Use openprune watch or re-init after large refactors so chunks stay current.
Check openprune stats to see layer breakdown (skeleton vs RAG vs diff) and top retrieved files.

Large codebase features

SQLite symbol index (index.db) auto-enabled above 2,000 files
Batched indexing/embedding with configurable concurrency
Incremental watch — only changed files re-indexed/re-embedded
Batched vector search — min-heap top-k over SQLite cursors (no full-RAM load)
SQLite state store (state.db) for hashes + usage stats at scale
Full rebuild only when >15% of files change (configurable)

Configuration (`.openprune/config.json`)

{
  "maxTokens": 8000,
  "topK": 5,
  "embeddingModel": "tfidf",
  "indexBackend": "auto",
  "sqliteIndexThreshold": 2000,
  "indexConcurrency": 32,
  "searchBatchSize": 2000,
  "watchDebounceMs": 400,
  "fullRebuildChangeRatio": 0.15,
  "maxDiffFiles": 15,
  "maxDiffTokens": 250
}

Optional project ignore file: .openprune-ignore (same rules as .gitignore).

Output layers

[PROJECT SKELETON] — compressed symbol manifest
[RELEVANT CODE CHUNKS] — TF-IDF / Ollama RAG top-k
[RECENT CHANGES] — unified diffs vs last baseline
[CONVERSATION SUMMARY] — compressed session history
[USER QUERY]

Privacy

All indexing and embeddings stay on your machine under .openprune/. No telemetry by default.

v0.8 MCP (Cursor)

openprune mcp — stdio MCP server; no manual paste required.
Tools: get_codebase_context, openprune_index_status, evaluate_task_scope.
Agent policy resource at openprune://agent-policy + Cursor rule template in examples/cursor/.

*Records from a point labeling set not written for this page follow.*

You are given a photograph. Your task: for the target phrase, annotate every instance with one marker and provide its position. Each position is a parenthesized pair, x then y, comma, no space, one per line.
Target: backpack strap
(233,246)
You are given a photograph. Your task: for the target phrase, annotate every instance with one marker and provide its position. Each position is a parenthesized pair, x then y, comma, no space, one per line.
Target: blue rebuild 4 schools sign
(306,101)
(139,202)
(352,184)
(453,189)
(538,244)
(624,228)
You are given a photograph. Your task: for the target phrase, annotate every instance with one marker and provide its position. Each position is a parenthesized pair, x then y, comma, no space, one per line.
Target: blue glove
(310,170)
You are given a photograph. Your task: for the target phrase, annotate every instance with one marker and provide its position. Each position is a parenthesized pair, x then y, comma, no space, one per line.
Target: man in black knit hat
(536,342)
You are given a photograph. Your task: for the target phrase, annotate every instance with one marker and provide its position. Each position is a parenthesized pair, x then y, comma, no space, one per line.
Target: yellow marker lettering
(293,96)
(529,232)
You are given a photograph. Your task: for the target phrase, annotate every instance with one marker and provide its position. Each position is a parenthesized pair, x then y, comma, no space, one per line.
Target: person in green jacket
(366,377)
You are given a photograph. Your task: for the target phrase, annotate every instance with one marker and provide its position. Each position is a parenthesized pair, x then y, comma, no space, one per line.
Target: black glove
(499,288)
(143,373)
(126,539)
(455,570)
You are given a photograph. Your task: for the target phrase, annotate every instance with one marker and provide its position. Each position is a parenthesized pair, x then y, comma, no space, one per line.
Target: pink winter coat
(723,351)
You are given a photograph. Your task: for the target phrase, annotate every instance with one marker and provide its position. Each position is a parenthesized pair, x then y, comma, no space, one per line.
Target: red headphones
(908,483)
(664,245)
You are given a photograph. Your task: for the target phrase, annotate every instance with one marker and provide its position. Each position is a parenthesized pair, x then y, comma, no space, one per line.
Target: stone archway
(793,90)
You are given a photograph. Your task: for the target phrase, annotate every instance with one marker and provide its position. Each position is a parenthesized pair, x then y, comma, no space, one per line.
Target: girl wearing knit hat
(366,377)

npm run verify:mcp      # MCP client end-to-end (after init)
npm run verify:sprint   # retrieval regression (after init)

MCP not showing in Cursor?

Workspace root — Cursor only reads .cursor/mcp.json from the opened folder. If you opened Code-Token-Saver, config must be there (not only under openprune/.cursor/).
"type": "stdio" — required in each server entry (Cursor MCP docs).
Enable the server — new MCP servers appear disabled in Settings → MCP; turn openprune on once.
Build — local dev uses node ${workspaceFolder}/dist/index.js; run npm run build first.
Index path — run openprune init in the folder passed to --root. If your workspace is Code-Token-Saver but the app is in openprune/, use "--root", "${workspaceFolder}/openprune" in mcp.json (see repo root .cursor/mcp.json).
Reload — restart Cursor or run Developer: Reload Window.
Logs — Output panel → MCP Logs (startup line shows MCP project root: …).

v0.7 retrieval

Query-focused skeleton — lists files/symbols relevant to your question, not the whole repo tree.
Hybrid RAG — vector search + lexical boost (paths, symbols, summaries) + related files in the same module.
Chunk deduplication — overlapping regions from the same file are merged to save tokens.
Stale index warning — openprune query warns when files changed since last init.
Layer token breakdown — header shows skeleton / RAG / diff / session token use.
Stats — openprune stats shows top retrieved files from real query history.

Migrating from older dev previews

Run openprune init once — it automatically renames .codesieve/, .contextmesh/, or related ignore files to .openprune/ when present.